研磨速度370nm/minという十分な研磨速度を得ることができたが、表面粗さは8.5nmまでしか至らなかった。また、研磨面を光学顕微鏡で観察した結果、ウェハ表面に研磨痕が10個/cm程度で発生していることを確認した。
これら実施例及び比較例の加工結果を表1に示す。
【0043】
次に、実施例1,実施例2及び比較例1について、金型から取り出す際の砥石の不良率と摺動性を表1に併記する。
不良率とは、成形用金型から離型する際に破損した砥石や砥石表面の一部が剥がれて成形金型に付着したままとなったものの割合である。

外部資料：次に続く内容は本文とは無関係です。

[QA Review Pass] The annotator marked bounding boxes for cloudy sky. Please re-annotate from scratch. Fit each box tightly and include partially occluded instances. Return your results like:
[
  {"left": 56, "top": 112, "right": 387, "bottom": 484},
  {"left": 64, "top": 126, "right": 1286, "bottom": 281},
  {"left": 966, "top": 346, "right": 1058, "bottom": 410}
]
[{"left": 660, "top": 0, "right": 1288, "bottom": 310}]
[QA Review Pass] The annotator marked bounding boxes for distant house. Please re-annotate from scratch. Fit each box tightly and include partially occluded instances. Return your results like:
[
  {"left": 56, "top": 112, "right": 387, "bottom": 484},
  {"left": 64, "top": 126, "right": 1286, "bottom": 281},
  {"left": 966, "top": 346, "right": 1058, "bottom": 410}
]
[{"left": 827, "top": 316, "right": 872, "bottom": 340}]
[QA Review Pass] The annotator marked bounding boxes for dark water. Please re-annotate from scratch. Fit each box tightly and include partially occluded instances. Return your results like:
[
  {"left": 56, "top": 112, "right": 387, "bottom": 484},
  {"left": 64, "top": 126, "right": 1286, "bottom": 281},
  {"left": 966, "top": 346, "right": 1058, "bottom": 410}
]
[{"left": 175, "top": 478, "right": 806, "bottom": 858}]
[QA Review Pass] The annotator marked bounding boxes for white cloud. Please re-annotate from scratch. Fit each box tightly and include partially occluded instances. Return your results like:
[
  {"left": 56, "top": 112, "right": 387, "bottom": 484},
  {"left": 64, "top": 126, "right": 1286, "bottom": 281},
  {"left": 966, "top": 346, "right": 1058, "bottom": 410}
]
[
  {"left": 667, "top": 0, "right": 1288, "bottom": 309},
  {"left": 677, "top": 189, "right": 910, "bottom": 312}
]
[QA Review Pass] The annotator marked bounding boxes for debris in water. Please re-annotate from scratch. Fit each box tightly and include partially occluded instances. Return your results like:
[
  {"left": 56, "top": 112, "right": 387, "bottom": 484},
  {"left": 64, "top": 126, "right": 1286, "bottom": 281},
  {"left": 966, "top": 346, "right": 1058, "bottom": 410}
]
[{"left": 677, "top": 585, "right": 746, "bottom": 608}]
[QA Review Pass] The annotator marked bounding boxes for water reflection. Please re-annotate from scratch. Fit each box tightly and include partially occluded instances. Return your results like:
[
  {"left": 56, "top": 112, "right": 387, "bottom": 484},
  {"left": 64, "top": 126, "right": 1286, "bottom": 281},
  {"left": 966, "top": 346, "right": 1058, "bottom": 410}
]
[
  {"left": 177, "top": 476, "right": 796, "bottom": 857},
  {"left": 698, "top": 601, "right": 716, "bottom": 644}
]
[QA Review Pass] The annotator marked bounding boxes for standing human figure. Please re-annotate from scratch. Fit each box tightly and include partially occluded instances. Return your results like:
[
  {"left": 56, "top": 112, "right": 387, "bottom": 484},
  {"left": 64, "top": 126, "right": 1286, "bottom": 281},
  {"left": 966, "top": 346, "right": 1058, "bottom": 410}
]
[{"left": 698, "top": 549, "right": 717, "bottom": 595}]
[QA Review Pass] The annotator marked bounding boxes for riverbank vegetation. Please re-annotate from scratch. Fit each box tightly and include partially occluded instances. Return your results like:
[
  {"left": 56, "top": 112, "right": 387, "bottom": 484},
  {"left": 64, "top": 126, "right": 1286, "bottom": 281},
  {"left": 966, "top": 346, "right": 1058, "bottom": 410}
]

砥石の摺動性はスラスト式摺動試験方法で評価した。20cm/secで回転させた砥石の上方から絶縁膜を被覆したシリコンウェハを147kPの荷重をかけて60分間押し当てた。試験後の砥石の摩耗量を測定して、摺動特性評価の指針とした。
【0044】
【表1】
Figure 2004181584
【0045】
表1に示すとおり、本発明による場合には実用的に支障のない研磨速度が得られる上に、表面粗さも細かく研磨痕もない高精度の研磨加工が達成されることが判る。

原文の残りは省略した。